Posted: Thu Dec 23, 2021 8:02am
So, I didn't have time last night to answer the numbers that you have found. I have had to be in Malaga Almeria and a dozen other places recently before my licence expires and my apartment looks like a storeroom as I now have everything from storage. So, -
Two things
Any two points can be made to make a straight line. Generally accepted view if we consider the weather or things like deaths that vary a lot each year you make a comparison with the average over the last ten years, not the year before or the year after. In itself it would not be taken as a serious proposition
This is no criticism of anyone here, this is general puzzlement on my part. When I looked into the truth behind the perennial argument about ICUs NHS funding 15 years ago and the arguments people were making about influenza killing people or not. I checked out the numbers and could not for the life of me understand why the numbers of deaths were so low.
Take the 629 thousand figure and assume a population of 63 million it makes the arithmatic a little easier. That is 1% of the UK population died. Only 1%?? That means we are all going to live to be 100? Surely the number of people should be the population divided by average age of death which I think now is around 82 years of age. I don't understand this and surely there is a more complex answer than straight numbers amd if anyone knows how to explain this please do.
Now. I used the top figure given of 629K and from memory the top figure for a years deaths is about the same as when I was looking into how many flu deaths happen every year. The lowest was 480K, again from memory. The average ten year death figure was between 560 - 570K but this was done over ten years ago and so now that figure may have altered
The difference in each years figures can easily be ten percent and maybe 15% in exceptional years was what I found and what I read. Take the ten percent figure? Plus or minus 56K makes a maximum of 626K and 504K for a mimimum. Where does the Covid number come from? When I last bothered to look it was over 126K but it does not appear in the numbers. (126K is th e number of Cancer deaths every year for reference)

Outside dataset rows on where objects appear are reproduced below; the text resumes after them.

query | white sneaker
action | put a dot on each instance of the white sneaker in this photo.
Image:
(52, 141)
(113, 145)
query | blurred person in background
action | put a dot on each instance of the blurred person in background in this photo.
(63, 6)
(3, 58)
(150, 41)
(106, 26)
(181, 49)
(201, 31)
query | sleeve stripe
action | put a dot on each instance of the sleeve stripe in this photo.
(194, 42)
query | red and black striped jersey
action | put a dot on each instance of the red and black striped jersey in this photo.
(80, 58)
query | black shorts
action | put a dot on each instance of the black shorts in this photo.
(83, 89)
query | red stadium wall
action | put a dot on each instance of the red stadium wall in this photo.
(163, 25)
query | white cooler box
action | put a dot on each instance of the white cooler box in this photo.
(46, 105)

More people die in winter than in summer in the UK. Nobody argues this. What does get argued is why. The heating allowance campaign in the UK successfully argued that cold damp climates were causing 'excess deaths' (the expression used) but may be better explained as premature deaths. The reason it took so long is that this is a very complex area with many issues and so the campaign had to ramp up the arguments with far more evidence than taking a good winter and then following it with a bad winter. 2019-20 winter was the warmest for many counties in Europe.

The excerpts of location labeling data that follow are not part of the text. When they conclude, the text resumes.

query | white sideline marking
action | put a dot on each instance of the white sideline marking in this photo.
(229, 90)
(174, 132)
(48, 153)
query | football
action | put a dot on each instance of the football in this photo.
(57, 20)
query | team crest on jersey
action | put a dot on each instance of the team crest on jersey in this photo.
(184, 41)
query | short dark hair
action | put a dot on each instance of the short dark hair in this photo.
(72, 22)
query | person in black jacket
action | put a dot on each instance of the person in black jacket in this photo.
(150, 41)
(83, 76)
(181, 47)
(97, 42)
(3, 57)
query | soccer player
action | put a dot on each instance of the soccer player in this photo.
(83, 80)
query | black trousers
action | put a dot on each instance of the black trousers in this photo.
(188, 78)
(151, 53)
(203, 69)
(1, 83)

The increase in things like Noravirus and Influenza rises as soon as the weather gets into autumn, now influenza seems to have disappeared and Covid has taken its place, as reported in several countries.

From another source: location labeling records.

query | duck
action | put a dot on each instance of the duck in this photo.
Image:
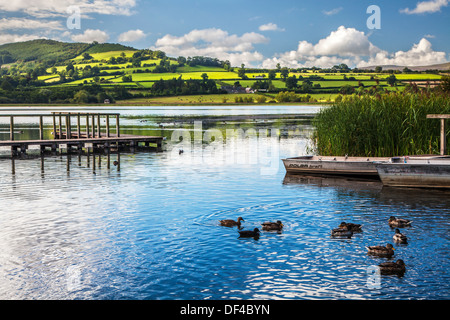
(351, 226)
(231, 223)
(272, 226)
(249, 233)
(397, 267)
(343, 232)
(387, 251)
(399, 223)
(399, 237)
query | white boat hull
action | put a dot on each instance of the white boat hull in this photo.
(421, 175)
(354, 166)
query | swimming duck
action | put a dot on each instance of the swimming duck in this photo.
(351, 226)
(397, 267)
(399, 223)
(272, 226)
(232, 223)
(343, 232)
(381, 251)
(249, 233)
(399, 237)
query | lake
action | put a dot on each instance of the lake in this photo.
(74, 227)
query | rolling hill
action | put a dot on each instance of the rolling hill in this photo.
(43, 49)
(440, 67)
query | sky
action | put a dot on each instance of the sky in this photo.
(293, 33)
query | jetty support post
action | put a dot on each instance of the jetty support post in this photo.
(41, 128)
(78, 126)
(107, 126)
(442, 117)
(117, 126)
(11, 128)
(54, 125)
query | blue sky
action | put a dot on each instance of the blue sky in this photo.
(257, 33)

If you are still sceptical about these facts one thing you should do. Look at the graphs aof deaths, infections, whatever and mark on the graph where lockdown started and where it finished. Also mark any occasions that mask wearing was mandatory. Notice how in any country you care to look at there will be no difference in th etrend of that graph, up or down? The British Medical Hournal printed an article by two doctors who did this kind of exercise for 160 countries (were there that many lockdowns?) and found no evidence for effect. None.
At some point there I'll deal with the rest of the number that have been presented but I have charitable efforts to do today and to remove the obstacles of furniture between me and a decent cup of tea.